The FCA said that, although principals should mostly be focussed on their ARs’ regulated activities, to oversee their ARs effectively and identify potential risks and harm to consumers, they should also have knowledge of the “full scope” of their AR’s non-regulated activities. The regulator amended its proposals, however, so that principals will only be required to provide up-to-date information on ARs’ financial non-regulated activities and not, as was proposed, on their non-regulated activity that is not financial in nature.
The FCA noted that some respondents to its consultation on the new rules challenged the proposed requirement for principals to collect data on the proportion of their ARs’ regulated activities compared to their non-regulated activities. The FCA removed this requirement from the final rules. It also amended the proposed requirement for principals to provide an estimated figure of an AR’s revenue from regulated and non-regulated activities in the first year of appointment, after some challenge from consultation respondents. Feedback suggested using revenue ‘bands’ instead, which the regulator noted are “somewhat inaccurate” but would be easier for firms to report on.
Principals will not be required to notify the FCA of a change to an AR’s name 10 days before the change takes effect as was originally proposed. Instead, firms will need to report a change to an AR’s name within 10 business days. The FCA said such information was “not particularly time sensitive” and that the requirement struck the “correct balance” between keeping AR information up to date and allowing for the name change to be made at Companies House first. Changes to the regulated activities an AR can carry on will however need to be notified at least 10 calendar days before the change takes place.
The FCA said it was committed to using improved data and analytical tools to carry out targeted supervision of principal firms across the financial services sector, aiming to improve oversight of ARs as part of its new three-year strategy. Increasing scrutiny on firms both as they appoint ARs and applying for authorisation as prospective principal firms was also flagged by the FCA in its Business Plan 2022-23. It added that it was also working with HM Treasury to explore other changes to the AR regime that would require legislative change.
Josie Day of Pinsent Masons said “Looking ahead it will be interesting to see how policy and the legislative framework supporting the principal/AR relationship may yet change further.
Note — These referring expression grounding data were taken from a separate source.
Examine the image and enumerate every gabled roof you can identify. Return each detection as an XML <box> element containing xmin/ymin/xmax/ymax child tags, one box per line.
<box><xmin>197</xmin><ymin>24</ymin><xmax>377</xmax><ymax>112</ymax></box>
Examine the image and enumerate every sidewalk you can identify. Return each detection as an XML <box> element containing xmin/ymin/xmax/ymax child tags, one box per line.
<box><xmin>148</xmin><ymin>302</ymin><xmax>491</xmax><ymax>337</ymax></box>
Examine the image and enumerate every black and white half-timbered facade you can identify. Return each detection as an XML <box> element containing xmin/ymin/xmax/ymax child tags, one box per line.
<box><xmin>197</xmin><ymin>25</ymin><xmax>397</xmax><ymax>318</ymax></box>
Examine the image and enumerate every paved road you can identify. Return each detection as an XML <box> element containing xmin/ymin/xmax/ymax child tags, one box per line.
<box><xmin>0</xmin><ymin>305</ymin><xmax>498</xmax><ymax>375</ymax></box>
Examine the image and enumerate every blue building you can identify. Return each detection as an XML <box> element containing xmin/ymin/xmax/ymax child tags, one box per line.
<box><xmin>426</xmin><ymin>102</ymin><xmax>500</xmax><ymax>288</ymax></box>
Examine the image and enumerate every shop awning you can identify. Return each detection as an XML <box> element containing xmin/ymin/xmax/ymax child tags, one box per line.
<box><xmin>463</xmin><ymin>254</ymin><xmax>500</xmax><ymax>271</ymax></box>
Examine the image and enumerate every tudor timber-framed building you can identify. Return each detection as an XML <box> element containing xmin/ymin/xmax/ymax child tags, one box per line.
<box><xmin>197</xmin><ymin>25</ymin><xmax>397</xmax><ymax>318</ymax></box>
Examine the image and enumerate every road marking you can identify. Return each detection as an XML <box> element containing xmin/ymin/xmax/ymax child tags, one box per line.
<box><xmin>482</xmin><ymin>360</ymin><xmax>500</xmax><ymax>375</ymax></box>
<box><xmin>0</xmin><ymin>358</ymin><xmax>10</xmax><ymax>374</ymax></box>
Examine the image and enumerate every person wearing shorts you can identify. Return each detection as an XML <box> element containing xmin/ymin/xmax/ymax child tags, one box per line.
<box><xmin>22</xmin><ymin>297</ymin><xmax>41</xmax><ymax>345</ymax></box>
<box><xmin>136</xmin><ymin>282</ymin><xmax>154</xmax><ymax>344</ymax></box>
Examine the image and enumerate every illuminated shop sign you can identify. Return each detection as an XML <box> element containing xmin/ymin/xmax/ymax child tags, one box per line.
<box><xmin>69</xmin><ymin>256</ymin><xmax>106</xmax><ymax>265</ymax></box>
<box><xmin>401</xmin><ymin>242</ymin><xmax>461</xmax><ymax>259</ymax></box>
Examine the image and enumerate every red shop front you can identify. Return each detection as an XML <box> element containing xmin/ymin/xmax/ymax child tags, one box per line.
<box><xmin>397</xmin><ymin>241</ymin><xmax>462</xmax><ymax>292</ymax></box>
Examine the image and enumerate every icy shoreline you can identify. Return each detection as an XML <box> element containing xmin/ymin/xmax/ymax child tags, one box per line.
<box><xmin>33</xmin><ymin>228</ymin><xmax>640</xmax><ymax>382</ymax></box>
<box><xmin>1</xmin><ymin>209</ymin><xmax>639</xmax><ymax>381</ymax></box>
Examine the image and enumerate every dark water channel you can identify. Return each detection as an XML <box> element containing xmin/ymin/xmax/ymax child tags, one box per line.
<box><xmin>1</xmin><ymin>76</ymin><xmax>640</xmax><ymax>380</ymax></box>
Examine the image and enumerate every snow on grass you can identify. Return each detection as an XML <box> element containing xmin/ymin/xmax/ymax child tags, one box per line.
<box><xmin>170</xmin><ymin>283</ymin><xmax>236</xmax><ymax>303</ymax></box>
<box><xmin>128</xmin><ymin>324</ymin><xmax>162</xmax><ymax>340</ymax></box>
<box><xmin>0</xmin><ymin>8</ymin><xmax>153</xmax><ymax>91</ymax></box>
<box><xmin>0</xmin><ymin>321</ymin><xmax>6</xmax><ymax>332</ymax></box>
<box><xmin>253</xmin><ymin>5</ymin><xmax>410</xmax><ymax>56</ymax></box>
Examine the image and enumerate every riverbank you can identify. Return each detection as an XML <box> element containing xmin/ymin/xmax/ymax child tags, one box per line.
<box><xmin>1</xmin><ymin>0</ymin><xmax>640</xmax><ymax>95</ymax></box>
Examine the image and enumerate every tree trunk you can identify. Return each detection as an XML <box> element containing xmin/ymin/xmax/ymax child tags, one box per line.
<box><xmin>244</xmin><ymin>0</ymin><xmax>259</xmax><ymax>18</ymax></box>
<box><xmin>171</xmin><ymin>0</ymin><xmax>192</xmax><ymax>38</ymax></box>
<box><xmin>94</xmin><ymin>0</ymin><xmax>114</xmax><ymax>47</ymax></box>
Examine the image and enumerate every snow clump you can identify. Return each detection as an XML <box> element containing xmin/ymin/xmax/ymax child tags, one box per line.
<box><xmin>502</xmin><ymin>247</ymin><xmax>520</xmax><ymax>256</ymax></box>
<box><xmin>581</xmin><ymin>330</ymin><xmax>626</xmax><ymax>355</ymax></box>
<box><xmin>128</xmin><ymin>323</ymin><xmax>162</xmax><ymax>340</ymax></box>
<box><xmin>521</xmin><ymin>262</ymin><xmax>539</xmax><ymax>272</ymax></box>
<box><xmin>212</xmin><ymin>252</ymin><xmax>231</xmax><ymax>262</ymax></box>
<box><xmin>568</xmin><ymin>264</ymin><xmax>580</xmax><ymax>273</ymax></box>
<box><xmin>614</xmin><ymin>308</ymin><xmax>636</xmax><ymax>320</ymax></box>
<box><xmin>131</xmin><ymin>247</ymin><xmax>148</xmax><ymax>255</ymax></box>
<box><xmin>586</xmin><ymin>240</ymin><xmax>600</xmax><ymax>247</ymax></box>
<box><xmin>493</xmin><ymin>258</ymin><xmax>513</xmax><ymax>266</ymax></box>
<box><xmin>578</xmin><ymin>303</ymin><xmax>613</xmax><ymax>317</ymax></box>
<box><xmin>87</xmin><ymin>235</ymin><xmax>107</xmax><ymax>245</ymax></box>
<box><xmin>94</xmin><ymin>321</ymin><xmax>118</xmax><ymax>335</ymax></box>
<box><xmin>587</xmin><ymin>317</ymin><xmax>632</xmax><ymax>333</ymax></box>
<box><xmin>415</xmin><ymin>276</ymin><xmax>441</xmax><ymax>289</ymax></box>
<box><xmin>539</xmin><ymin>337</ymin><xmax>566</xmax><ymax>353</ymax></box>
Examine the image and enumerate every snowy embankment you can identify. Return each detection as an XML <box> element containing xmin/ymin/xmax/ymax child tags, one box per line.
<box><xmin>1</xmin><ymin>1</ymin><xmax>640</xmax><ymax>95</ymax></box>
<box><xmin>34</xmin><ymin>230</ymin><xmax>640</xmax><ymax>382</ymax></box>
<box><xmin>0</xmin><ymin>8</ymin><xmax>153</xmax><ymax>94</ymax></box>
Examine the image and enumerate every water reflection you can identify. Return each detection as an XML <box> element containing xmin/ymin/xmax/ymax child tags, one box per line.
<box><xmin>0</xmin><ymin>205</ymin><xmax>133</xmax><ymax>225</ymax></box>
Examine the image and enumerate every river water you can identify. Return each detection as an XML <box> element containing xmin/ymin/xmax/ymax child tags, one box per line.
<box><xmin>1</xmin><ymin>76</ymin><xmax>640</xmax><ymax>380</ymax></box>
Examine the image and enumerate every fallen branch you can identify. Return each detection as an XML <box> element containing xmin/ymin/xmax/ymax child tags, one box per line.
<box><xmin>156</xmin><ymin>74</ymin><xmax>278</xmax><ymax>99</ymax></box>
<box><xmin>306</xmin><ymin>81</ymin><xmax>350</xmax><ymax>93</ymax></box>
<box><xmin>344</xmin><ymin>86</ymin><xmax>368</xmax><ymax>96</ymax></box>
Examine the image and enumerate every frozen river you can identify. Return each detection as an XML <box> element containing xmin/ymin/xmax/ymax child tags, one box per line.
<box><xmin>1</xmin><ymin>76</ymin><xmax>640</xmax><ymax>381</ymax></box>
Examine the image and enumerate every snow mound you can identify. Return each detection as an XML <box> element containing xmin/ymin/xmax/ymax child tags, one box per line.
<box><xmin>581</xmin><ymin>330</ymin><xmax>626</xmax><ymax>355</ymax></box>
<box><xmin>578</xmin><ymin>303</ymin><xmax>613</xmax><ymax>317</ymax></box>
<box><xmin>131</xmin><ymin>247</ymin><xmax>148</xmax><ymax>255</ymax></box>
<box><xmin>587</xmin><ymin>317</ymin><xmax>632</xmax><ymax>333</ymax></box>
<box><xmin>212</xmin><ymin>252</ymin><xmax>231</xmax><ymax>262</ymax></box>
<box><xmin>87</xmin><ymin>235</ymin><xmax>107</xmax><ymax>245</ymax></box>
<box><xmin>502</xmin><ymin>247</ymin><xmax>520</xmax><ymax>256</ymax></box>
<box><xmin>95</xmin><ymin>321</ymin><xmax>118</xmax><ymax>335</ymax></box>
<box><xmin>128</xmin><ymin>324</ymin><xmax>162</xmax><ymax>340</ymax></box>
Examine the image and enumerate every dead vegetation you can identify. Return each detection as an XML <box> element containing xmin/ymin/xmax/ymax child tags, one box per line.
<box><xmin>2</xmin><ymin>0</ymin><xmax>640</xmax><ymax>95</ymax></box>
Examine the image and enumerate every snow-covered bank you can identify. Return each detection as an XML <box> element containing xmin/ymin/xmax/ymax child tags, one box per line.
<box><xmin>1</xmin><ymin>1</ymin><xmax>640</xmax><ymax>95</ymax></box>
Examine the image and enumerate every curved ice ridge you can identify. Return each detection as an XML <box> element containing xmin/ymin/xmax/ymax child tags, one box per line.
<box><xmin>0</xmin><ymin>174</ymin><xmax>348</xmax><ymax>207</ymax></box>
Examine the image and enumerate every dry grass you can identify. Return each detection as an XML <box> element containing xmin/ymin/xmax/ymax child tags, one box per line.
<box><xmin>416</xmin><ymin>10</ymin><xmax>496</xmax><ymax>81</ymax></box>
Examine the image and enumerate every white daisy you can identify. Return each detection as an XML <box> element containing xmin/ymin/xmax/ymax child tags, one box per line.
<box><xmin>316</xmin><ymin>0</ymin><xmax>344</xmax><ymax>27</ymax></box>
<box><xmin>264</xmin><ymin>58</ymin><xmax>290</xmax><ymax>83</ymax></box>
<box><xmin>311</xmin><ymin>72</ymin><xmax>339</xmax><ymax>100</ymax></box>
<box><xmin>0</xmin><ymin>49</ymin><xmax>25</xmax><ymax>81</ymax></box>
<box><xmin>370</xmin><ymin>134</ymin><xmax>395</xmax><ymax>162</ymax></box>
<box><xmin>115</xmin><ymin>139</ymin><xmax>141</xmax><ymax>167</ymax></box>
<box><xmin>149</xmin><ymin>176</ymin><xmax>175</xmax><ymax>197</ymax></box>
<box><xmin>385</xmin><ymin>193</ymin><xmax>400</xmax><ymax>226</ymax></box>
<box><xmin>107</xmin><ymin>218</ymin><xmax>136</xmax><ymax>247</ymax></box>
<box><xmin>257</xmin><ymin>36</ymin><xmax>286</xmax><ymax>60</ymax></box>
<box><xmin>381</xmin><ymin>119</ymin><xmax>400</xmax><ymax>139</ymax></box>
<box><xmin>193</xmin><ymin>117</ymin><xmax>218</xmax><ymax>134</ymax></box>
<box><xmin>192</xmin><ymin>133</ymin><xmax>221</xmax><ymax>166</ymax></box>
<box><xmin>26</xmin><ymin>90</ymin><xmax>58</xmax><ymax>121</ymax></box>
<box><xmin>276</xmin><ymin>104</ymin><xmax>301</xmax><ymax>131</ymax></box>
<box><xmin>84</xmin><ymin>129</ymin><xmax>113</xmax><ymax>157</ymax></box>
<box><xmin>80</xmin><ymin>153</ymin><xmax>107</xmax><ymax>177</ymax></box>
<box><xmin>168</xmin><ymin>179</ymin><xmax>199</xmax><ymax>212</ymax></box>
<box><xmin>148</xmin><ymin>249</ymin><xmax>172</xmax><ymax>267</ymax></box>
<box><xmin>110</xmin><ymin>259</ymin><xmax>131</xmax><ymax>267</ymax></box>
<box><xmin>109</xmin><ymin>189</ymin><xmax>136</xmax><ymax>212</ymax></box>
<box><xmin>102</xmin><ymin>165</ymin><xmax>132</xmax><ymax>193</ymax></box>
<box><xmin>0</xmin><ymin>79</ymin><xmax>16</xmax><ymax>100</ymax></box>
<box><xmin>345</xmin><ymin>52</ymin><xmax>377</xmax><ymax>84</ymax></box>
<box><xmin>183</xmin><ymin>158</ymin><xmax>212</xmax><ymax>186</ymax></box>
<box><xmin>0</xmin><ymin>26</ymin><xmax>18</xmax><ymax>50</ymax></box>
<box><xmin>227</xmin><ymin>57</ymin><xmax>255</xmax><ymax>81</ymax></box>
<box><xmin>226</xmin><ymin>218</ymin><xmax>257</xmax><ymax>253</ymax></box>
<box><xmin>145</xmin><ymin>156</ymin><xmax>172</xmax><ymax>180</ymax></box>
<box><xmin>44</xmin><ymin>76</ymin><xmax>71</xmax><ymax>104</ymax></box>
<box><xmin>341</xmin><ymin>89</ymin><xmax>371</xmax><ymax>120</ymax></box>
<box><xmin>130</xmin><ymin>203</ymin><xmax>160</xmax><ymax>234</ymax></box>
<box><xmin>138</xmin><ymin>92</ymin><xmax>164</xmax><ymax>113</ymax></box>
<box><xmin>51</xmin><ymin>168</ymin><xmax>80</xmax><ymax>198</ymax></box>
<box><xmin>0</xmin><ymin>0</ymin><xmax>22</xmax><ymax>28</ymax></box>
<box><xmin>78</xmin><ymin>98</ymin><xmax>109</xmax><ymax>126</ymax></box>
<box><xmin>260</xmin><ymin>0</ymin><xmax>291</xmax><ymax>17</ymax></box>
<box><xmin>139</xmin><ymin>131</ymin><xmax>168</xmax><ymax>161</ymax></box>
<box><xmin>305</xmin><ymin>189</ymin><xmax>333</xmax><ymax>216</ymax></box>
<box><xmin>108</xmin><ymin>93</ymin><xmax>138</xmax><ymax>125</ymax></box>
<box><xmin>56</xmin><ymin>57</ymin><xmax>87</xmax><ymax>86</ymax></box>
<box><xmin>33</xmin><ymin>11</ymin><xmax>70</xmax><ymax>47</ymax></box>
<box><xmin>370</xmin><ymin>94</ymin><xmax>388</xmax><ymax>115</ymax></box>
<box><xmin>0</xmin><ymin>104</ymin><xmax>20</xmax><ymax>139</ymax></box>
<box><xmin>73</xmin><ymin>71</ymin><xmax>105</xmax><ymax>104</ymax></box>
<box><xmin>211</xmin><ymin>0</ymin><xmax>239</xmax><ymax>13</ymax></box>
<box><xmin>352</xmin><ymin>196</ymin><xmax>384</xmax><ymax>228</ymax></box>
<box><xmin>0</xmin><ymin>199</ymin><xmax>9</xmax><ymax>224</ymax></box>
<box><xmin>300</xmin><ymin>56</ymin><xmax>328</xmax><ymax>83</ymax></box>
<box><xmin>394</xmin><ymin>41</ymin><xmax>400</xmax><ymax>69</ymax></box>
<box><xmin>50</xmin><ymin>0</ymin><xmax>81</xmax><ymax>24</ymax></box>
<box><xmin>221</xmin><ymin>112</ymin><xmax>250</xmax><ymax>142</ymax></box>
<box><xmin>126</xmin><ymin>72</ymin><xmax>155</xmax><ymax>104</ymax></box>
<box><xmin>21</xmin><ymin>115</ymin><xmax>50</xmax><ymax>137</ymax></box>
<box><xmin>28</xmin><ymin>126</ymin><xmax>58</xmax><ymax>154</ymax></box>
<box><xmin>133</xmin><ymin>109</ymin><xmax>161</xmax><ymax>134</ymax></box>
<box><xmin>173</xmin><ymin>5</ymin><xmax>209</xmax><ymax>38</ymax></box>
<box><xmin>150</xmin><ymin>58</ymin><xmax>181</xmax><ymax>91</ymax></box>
What we have now is detailed reporting changes for principals within FCA’s rules, but in its discussion paper the FCA also sought the market’s views on broader issues concerning the use of the AR regime on which it has not yet given its views.
“These included regulatory hosting models, the ‘host AIFM’ model, the pros and cons of smaller principals with larger ARs, and the challenges associated with appointing ARs overseas. With Treasury also having called recently for evidence on the effectiveness of a regime which has expanded into these areas, further changes to legislation in the AR space could be on the cards,” she added.